Ce que j’ai compris sur la cuisine

L’organisation de la brigade
Les plats sont conçus par le chef, au détail près, et préparés au quotidien par toute la brigade. Plusieurs recettes sont réalisées par partie (viandes, poissons, garde-manger, pâtisserie), et deux fois par semaine, les cuisiniers s’assurent que leurs stocks sont suffisamment approvisionnés. Le matin et en fin d‘après-midi, ils s’avancent dans la réalisation des plats puis font leur mise en place, pour être sur les starts-in-block avant le service. Très souvent, ils n’ont qu’un quart d’heure pour manger ou ne prennent pas le temps de boire.
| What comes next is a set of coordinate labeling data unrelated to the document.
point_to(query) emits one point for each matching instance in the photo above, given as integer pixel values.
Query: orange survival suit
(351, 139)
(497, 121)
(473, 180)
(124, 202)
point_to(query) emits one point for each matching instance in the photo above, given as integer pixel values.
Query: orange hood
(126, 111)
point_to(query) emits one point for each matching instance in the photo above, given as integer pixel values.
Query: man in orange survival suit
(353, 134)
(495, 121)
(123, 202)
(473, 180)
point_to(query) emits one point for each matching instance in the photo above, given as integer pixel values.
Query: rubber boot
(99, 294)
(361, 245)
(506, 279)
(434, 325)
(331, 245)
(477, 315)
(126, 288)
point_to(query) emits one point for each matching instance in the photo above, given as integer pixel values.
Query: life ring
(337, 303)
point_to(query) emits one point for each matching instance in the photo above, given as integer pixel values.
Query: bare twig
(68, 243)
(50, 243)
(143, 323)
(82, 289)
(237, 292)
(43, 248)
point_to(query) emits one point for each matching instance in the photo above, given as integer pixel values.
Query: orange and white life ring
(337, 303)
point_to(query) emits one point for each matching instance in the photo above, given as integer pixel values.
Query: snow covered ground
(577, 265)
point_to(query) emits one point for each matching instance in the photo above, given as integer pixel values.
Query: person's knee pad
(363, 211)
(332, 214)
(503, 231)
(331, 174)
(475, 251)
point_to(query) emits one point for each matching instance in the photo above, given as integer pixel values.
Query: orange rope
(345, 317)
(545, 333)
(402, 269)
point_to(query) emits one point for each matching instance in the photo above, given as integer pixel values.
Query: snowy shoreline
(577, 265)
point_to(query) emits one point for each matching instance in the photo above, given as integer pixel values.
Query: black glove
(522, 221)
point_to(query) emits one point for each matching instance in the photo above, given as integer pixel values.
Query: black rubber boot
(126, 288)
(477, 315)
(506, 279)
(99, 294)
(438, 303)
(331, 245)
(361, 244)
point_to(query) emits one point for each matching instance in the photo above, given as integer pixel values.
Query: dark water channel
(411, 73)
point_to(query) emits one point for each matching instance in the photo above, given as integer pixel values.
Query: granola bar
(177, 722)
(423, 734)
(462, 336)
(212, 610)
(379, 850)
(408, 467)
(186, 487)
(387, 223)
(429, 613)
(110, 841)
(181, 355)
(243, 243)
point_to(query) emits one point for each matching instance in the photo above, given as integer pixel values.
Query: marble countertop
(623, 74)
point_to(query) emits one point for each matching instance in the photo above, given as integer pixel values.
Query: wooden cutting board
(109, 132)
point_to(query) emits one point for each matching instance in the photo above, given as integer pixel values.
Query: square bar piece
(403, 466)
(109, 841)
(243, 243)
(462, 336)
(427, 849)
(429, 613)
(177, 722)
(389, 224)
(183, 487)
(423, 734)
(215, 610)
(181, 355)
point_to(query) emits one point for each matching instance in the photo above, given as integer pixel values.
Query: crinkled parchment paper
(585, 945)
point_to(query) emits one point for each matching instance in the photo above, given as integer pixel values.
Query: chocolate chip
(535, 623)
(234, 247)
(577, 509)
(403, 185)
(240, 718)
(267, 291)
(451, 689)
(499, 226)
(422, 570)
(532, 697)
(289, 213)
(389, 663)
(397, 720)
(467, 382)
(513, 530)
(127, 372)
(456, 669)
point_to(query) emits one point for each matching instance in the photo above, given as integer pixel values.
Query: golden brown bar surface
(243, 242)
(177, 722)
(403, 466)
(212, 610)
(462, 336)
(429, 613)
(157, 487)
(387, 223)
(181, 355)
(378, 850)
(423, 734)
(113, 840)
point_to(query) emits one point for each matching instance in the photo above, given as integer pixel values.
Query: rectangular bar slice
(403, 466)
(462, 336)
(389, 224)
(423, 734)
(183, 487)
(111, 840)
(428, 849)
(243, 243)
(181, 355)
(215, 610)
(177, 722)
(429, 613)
Quand je leur demandais si cela ne leur coûtait pas, tous me répondaient que c’était dans l’ordre des choses, qu’ils étaient bien rôdés avec ce mode de fonctionnement acquis pour certains depuis l’adolescence.

La maîtrise des gestes avant la créativité
Pour la ménagère de base comme moi, on teste tout, on met trop souvent l’accent sur la créativité sans travailler en amont les techniques de la cuisine. Qui prétend savoir maîtriser la cuisson d’un bœuf ou d’une volaille ? Pas moi, et je crois que ce stage m’aura permis de revoir mes positions sur ce sujet. Apprendre les bases, en travaillant, même en autodidacte, en faisant des recherches, en répétant les gestes jusqu’à ce que j’y parvienne. Je suis arrivée à cette conclusion grâce à un cuisinier à qui je demandais si la récurrence des tâches ne le lassait pas. Il m’a alors expliqué que la répétition de tous ces gestes permettait au contraire de les réaliser de mieux en mieux et plus rapidement. Tout devient alors instinctif et c’est là que l’imagination culinaire prend le dessus. Le chef change également la carte cinq fois par an, ce qui permet de varier régulièrement le travail et les produits sélectionnés.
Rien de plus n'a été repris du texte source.